(DEPRECATED) Apache Flink User Mailing List archive.

Re: Cancel flink job occur exception

Posted by Gary Yao-2 on
URL: http://deprecated-apache-flink-user-mailing-list-archive.369.s1.nabble.com/Cancel-flink-job-occur-exception-tp22816p22921.html

Hi all,

The question is being handled on the dev mailing list [1].

Best,
Gary

[1] http://apache-flink-mailing-list-archive.1008284.n3.nabble.com/Cancel-flink-job-occur-exception-td24056.html

On Tue, Sep 4, 2018 at 2:21 PM, rileyli(李瑞亮) <[hidden email]> wrote:

Hi all,

I submit a flink job through yarn-cluster mode and cancel job with savepoint option immediately after job status change to deployed.

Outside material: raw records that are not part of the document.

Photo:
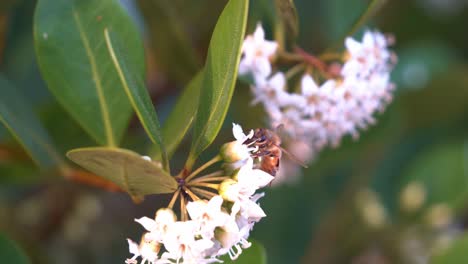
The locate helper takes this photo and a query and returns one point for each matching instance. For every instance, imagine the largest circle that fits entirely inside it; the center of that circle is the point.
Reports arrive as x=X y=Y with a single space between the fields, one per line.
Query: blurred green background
x=399 y=194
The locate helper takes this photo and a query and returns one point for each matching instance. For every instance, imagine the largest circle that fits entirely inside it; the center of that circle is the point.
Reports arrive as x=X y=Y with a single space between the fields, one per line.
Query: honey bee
x=269 y=151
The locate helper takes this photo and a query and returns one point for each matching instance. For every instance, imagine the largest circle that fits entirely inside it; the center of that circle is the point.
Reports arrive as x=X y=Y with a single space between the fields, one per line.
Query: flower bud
x=165 y=215
x=228 y=190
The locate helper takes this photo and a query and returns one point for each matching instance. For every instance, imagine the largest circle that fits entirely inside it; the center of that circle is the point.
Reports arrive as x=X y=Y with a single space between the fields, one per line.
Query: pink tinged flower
x=254 y=178
x=257 y=53
x=148 y=250
x=209 y=215
x=182 y=243
x=237 y=151
x=232 y=239
x=157 y=228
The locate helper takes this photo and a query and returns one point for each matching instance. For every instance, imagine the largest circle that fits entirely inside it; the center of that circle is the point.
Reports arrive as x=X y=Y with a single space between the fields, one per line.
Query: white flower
x=158 y=227
x=252 y=178
x=209 y=215
x=148 y=250
x=237 y=151
x=181 y=243
x=257 y=53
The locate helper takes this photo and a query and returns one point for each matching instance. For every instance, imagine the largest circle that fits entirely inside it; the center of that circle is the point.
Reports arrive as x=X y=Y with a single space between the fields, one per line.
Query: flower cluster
x=332 y=101
x=211 y=227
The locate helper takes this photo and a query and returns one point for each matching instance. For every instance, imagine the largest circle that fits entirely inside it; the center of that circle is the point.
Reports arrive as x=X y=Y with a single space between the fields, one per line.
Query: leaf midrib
x=97 y=80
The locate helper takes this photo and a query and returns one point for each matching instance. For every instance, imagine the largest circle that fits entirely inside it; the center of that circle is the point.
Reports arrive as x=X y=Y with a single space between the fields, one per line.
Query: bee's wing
x=293 y=158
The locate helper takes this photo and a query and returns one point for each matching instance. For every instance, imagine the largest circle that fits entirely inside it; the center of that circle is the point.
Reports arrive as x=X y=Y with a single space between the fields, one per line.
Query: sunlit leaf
x=135 y=88
x=77 y=66
x=126 y=169
x=181 y=117
x=11 y=252
x=456 y=253
x=287 y=25
x=18 y=117
x=220 y=76
x=254 y=254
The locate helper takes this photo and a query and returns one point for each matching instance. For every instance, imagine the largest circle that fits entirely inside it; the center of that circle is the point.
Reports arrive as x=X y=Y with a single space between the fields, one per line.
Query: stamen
x=207 y=185
x=174 y=198
x=191 y=194
x=203 y=192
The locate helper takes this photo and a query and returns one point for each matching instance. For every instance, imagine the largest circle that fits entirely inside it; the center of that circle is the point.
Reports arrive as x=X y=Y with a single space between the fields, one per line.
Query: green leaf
x=11 y=252
x=254 y=254
x=441 y=169
x=125 y=168
x=220 y=76
x=18 y=117
x=287 y=24
x=456 y=253
x=345 y=17
x=135 y=88
x=181 y=117
x=171 y=43
x=77 y=66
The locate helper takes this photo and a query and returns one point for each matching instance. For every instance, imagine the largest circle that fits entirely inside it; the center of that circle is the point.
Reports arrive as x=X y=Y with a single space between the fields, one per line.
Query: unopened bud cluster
x=216 y=226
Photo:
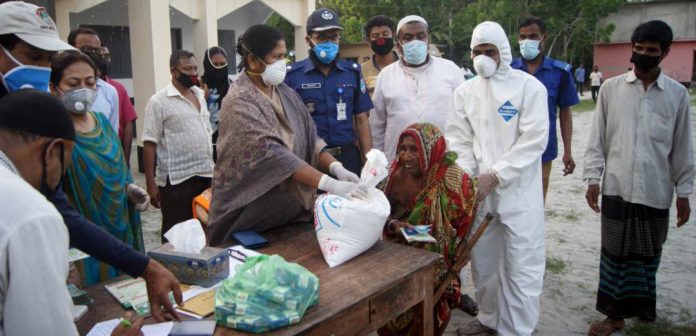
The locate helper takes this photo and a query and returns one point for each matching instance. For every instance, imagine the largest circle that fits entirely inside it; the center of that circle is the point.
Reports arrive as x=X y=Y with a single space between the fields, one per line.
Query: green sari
x=96 y=183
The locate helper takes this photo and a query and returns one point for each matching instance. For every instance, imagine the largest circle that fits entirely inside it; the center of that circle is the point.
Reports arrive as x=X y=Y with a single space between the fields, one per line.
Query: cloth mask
x=25 y=76
x=326 y=52
x=644 y=62
x=186 y=80
x=274 y=74
x=415 y=52
x=382 y=46
x=485 y=66
x=79 y=101
x=529 y=49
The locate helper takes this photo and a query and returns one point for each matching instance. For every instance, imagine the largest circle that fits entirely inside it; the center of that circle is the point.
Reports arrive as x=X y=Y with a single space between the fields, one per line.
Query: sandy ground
x=573 y=237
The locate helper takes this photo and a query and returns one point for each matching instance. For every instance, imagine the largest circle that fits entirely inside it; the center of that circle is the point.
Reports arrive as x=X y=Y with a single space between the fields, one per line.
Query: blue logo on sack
x=507 y=111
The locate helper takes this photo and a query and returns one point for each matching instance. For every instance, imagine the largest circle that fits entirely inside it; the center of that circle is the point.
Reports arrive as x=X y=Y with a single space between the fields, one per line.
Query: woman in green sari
x=98 y=182
x=426 y=186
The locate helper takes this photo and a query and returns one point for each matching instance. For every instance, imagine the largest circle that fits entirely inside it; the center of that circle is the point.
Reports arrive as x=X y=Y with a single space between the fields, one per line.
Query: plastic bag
x=347 y=227
x=266 y=293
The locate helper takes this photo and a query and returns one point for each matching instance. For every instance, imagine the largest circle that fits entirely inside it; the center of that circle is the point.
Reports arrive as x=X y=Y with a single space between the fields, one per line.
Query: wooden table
x=355 y=298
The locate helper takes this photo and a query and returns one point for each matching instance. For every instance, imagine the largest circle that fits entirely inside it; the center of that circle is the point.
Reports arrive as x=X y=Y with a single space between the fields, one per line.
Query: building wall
x=614 y=59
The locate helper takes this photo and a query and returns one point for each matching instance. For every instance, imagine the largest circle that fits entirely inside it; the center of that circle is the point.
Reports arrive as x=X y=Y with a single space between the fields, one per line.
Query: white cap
x=31 y=24
x=408 y=19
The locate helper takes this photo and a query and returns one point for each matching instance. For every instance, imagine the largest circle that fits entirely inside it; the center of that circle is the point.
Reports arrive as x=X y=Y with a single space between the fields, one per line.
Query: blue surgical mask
x=529 y=49
x=326 y=52
x=415 y=52
x=25 y=76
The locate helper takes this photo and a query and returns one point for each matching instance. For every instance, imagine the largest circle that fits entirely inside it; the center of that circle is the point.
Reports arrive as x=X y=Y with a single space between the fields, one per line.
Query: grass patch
x=584 y=106
x=555 y=265
x=660 y=327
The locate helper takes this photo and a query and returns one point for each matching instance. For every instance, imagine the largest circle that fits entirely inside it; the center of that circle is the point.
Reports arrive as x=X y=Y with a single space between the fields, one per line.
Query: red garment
x=126 y=112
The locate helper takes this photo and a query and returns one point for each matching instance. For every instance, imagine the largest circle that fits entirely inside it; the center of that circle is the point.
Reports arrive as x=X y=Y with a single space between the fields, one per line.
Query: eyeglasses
x=323 y=37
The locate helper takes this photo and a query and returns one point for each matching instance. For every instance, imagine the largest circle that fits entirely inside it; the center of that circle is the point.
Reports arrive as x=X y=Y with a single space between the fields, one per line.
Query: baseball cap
x=323 y=19
x=32 y=24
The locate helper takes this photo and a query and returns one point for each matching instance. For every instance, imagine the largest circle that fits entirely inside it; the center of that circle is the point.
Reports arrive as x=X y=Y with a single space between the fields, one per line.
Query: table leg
x=424 y=309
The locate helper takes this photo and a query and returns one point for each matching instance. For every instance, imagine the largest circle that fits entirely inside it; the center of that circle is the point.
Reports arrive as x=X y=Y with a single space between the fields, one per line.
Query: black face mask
x=45 y=189
x=644 y=63
x=186 y=80
x=382 y=46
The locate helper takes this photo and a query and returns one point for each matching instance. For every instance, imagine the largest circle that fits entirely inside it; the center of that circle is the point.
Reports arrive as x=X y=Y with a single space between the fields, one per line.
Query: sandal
x=475 y=328
x=468 y=305
x=606 y=327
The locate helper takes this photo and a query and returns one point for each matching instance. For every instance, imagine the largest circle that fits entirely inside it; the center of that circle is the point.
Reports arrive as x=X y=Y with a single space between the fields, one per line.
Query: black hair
x=64 y=59
x=77 y=31
x=653 y=31
x=176 y=57
x=378 y=21
x=8 y=41
x=533 y=20
x=259 y=40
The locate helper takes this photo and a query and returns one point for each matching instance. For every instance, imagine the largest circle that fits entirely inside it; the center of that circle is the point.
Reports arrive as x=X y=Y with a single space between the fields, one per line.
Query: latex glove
x=342 y=174
x=138 y=196
x=342 y=188
x=486 y=183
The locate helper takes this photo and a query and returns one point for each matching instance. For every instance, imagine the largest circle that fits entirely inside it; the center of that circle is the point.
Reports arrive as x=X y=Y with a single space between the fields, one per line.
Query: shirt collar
x=659 y=82
x=6 y=162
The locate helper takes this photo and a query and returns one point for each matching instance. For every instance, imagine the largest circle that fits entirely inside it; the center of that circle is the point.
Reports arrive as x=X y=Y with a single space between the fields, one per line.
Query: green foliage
x=572 y=26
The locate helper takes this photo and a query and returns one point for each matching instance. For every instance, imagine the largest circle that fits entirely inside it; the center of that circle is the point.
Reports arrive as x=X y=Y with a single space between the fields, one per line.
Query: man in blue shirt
x=333 y=91
x=557 y=78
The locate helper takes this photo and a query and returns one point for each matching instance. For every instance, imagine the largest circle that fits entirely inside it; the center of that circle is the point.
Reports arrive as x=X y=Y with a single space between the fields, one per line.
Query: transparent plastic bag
x=266 y=293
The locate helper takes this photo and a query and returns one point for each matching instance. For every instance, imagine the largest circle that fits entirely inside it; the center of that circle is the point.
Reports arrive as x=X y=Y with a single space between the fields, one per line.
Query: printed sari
x=446 y=202
x=96 y=184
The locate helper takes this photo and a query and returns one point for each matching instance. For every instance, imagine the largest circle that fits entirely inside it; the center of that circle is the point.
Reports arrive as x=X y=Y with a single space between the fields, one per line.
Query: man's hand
x=136 y=323
x=569 y=164
x=153 y=191
x=486 y=183
x=592 y=196
x=683 y=210
x=159 y=283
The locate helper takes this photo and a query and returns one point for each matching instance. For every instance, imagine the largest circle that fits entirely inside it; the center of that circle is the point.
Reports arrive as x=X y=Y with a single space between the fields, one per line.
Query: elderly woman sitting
x=426 y=186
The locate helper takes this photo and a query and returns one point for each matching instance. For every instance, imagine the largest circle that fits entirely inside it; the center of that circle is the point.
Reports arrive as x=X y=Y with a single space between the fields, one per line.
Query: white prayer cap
x=408 y=19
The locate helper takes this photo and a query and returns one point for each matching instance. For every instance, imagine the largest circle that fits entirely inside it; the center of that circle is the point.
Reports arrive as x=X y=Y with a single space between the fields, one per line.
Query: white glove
x=138 y=196
x=342 y=188
x=342 y=174
x=486 y=183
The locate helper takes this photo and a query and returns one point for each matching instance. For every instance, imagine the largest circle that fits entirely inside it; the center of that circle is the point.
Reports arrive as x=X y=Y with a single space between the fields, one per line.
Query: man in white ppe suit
x=499 y=128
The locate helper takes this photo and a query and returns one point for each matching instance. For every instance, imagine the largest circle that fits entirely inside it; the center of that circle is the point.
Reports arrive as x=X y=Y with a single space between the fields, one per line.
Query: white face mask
x=485 y=66
x=274 y=73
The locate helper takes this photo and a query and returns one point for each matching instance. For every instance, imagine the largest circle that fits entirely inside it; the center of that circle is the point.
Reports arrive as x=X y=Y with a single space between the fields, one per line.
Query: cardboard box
x=202 y=269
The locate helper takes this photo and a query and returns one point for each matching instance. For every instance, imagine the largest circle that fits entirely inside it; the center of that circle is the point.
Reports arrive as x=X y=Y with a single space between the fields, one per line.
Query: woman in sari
x=426 y=186
x=98 y=182
x=269 y=154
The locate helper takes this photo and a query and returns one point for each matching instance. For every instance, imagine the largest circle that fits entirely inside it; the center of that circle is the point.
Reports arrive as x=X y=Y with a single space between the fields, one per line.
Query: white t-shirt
x=34 y=299
x=596 y=78
x=405 y=95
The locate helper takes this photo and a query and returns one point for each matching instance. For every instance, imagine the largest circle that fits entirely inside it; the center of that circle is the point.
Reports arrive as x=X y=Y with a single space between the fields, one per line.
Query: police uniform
x=332 y=101
x=558 y=80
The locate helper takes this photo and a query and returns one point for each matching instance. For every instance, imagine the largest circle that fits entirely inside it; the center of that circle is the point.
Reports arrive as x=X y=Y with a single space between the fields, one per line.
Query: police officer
x=334 y=92
x=558 y=79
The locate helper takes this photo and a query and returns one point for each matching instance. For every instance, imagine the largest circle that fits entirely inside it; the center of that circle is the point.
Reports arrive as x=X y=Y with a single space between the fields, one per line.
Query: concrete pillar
x=150 y=41
x=301 y=47
x=63 y=9
x=205 y=29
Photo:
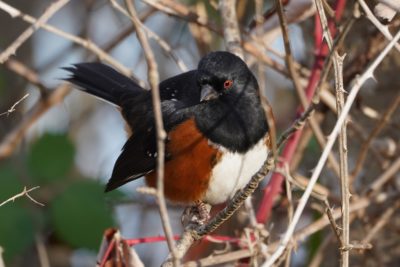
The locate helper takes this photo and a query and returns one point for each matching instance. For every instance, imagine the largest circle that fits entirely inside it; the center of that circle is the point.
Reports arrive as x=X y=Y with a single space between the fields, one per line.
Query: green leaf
x=80 y=215
x=16 y=230
x=50 y=158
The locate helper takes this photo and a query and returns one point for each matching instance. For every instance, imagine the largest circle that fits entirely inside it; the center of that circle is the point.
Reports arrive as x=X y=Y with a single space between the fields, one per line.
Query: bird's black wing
x=139 y=153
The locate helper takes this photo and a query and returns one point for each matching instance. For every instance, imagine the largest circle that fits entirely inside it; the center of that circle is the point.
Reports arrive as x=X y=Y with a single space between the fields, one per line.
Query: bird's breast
x=234 y=170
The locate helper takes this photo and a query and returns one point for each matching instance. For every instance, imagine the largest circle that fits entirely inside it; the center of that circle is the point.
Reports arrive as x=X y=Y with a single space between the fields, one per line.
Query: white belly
x=233 y=171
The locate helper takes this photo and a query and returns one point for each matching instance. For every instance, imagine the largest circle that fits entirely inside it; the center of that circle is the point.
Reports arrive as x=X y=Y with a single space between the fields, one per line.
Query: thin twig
x=85 y=43
x=331 y=140
x=297 y=85
x=27 y=73
x=383 y=29
x=232 y=39
x=161 y=134
x=384 y=177
x=12 y=139
x=24 y=192
x=48 y=13
x=12 y=108
x=161 y=42
x=381 y=222
x=385 y=118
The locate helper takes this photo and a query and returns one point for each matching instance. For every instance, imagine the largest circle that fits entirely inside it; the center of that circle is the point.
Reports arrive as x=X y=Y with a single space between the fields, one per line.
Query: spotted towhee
x=217 y=131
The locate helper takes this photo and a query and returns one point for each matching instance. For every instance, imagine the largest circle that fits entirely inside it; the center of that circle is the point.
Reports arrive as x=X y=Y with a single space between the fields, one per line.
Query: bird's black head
x=224 y=75
x=230 y=113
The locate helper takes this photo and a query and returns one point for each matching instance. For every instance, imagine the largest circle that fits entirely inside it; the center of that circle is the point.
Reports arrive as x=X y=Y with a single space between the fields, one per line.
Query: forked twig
x=331 y=140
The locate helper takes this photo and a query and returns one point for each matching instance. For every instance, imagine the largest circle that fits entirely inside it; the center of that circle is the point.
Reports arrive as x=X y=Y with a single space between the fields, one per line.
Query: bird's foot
x=197 y=214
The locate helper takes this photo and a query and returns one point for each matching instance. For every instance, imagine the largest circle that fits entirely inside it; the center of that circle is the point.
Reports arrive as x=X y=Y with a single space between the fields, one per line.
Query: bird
x=217 y=131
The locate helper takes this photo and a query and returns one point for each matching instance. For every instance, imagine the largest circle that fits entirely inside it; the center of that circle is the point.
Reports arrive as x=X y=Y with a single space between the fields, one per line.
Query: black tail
x=102 y=81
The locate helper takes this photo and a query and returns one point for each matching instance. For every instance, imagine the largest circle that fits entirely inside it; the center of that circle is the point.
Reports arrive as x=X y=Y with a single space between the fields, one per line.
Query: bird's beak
x=207 y=93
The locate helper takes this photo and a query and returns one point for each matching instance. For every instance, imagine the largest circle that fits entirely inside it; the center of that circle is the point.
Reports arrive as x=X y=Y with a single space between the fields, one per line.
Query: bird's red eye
x=228 y=84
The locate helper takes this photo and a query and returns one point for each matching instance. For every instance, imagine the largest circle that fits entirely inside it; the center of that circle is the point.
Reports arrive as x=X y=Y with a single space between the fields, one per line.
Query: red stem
x=274 y=187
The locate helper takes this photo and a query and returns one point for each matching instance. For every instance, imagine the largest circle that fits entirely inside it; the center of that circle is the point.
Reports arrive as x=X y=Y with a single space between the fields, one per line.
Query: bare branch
x=12 y=108
x=161 y=134
x=232 y=38
x=49 y=12
x=331 y=140
x=24 y=192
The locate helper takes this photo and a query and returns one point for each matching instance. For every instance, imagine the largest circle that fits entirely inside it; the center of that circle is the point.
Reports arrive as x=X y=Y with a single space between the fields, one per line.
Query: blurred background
x=67 y=142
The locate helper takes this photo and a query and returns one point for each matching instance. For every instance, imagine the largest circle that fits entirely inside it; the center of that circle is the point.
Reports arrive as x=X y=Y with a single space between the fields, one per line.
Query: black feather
x=103 y=81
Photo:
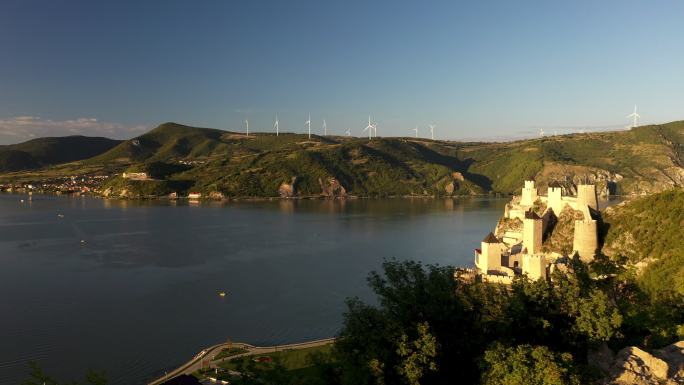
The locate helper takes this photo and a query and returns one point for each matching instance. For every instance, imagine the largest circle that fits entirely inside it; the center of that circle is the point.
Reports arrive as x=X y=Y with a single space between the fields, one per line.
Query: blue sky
x=476 y=69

Sometimes i met this error:

org.apache.flink.util.FlinkException: Could not cancel job xxxx.

at org.apache.flink.client.cli.CliFrontend.lambda$cancel$4(CliFrontend.java:585)

at org.apache.flink.client.cli.CliFrontend.runClusterAction(CliFrontend.java:960)

at org.apache.flink.client.cli.CliFrontend.cancel(CliFrontend.java:577)

at org.apache.flink.client.cli.CliFrontend.parseParameters(CliFrontend.java:1034)

at java.lang.Thread.run(Thread.java:748)

Caused by: java.util.concurrent.ExecutionException: org.apache.flink.runtime.concurrent.FutureUtils$RetryException: Could not complete the operation. Number of retries has been exhausted.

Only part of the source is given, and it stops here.